Trump's latest call with a world leader has given everyone a case of impeachment fever. The summarized transcript has been released and it's fairly easy to see why impeachment is likely inevitable. However, people are worked up about what may be missing from the transcript. One senator suggested after a readout of the transcripts that 20 minutes of conversation might be missing ([link](https://www.newsweek.com/senator-king-suggests-least-20-minutes-are-missing-trump-ukraine-call-transcript-1462622)). However, I think the only thing that's missing is time allowance for translation which I will show below.

In [53]:
import pandas as pd
import urllib2
import os
PATH = "C:/Users/sam purkiss/Documents/Code/Text Analysis/Trump"
os.chdir(PATH)

ModuleNotFoundError: No module named 'urllib2'

First I set dictionaries with information on each transcript. Dictionaries are one of my favourite things in Python so I like to throw them in when I can.

In [51]:
files = {'nieto': {'link': 'https://raw.githubusercontent.com/sampurkiss/Misc/master/Trump/Data/call%20with%20nieto.txt', 'date': 'January 27, 2017, FROM 9:35', 'length in mins': 53},
		 'turnbull':  {'link': 'https://github.com/sampurkiss/Misc/blob/master/Trump/Data/call%20with%20turnbull.txt', 'date': 'January 28, 2017 5:05 PM', 'length in mins': 24},
		 'zelenskyy': {'link': 'https://github.com/sampurkiss/Misc/blob/master/Trump/Data/call%20with%20zelenskyy.txt', 'date': 'July 25, 2019, 9:03 PM', 'length in mins': 30}}


The question I'm interested in is what do we know about these calls? We know what the administration has claimed was said, and we know how long the conversation lasted. There were [two leaked transcripts](https://www.washingtonpost.com/graphics/2017/politics/australia-mexico-transcripts/) provided to the Washington Post some months ago which can give us context for what a normal Trump conversation with a world leader might be like. These two can be used to get an idea of whether or not Trump's call with the Ukrainian president fits into the patterns of a "normal" conversation.
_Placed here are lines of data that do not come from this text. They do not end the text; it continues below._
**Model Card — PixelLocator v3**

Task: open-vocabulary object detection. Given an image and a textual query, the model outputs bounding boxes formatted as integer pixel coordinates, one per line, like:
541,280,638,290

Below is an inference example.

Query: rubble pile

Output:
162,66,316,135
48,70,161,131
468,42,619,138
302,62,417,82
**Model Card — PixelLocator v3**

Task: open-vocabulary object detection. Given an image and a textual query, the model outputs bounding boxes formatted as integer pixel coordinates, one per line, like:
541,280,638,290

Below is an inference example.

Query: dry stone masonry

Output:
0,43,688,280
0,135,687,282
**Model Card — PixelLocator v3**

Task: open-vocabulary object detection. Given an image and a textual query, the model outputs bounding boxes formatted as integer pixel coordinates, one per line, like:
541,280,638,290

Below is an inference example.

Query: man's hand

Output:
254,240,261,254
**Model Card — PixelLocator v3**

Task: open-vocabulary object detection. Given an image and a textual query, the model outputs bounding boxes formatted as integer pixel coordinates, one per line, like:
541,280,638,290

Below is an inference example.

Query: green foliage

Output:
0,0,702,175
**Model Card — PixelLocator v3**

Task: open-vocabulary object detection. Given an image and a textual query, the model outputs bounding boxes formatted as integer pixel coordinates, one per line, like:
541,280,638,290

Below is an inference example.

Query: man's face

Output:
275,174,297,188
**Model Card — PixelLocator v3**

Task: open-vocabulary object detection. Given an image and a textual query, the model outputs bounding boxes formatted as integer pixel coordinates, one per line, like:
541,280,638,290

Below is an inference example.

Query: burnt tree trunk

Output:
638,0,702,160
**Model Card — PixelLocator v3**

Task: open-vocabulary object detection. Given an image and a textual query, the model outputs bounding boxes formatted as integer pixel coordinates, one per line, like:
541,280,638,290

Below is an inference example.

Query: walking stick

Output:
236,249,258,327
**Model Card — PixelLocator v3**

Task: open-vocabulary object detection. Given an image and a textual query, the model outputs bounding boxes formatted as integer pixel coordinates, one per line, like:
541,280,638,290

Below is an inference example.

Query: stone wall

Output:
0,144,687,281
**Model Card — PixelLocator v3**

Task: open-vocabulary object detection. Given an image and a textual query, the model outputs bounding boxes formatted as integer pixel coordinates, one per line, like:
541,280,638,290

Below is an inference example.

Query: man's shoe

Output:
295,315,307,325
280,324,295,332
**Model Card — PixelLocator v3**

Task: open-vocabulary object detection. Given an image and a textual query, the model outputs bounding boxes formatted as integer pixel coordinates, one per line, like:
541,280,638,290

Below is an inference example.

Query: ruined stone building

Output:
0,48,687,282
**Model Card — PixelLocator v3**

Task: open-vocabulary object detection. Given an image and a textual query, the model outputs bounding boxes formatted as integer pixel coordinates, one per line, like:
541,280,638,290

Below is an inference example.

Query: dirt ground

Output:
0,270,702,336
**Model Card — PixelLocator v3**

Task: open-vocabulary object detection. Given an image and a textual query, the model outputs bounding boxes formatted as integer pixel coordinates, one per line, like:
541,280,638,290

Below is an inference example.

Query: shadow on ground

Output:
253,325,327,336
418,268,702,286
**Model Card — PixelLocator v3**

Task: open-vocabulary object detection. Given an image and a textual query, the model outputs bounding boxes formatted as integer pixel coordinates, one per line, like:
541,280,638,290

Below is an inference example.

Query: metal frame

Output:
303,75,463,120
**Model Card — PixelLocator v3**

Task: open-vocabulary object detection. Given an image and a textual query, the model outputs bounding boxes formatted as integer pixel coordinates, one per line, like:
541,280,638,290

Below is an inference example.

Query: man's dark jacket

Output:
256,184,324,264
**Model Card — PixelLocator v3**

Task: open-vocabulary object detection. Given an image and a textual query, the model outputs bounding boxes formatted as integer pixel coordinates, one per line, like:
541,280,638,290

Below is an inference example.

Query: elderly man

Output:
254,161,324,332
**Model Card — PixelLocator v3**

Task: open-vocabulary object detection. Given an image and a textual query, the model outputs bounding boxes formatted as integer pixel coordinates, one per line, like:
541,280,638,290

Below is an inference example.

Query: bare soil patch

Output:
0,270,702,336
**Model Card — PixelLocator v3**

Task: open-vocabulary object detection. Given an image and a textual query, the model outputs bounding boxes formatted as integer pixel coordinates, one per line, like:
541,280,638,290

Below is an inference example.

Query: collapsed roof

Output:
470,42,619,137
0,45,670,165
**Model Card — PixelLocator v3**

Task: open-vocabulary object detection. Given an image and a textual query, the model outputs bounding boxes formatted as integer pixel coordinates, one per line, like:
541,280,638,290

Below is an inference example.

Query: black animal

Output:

I cleaned transcripts of the calls for further data analysis and pull them in below. 

In [52]:
transcript=pd.DataFrame()
for leader in files.keys(): 
	link = files[leader]['link']
	d=list()
	with open(link, encoding = 'latin-1') as f:
		d.append(f.readlines())
		file = leader
	temp = pd.DataFrame({'transcript': file, 'lines': d[0][1:]})
	new = temp['lines'].str.split(':', n=2, expand = True)
	temp['speaker'] = new[0]
	temp['lines'] = new[1]
	transcript = pd.concat([transcript, temp])
    
    
transcript['speaker']= transcript['speaker'].str.replace('The President', 'TRUMP')
transcript['speaker']= transcript['speaker'].str.replace('President Zelenskyy', 'ZELENSKYY')
transcript['num of words'] = transcript['lines'].str.split().str.len()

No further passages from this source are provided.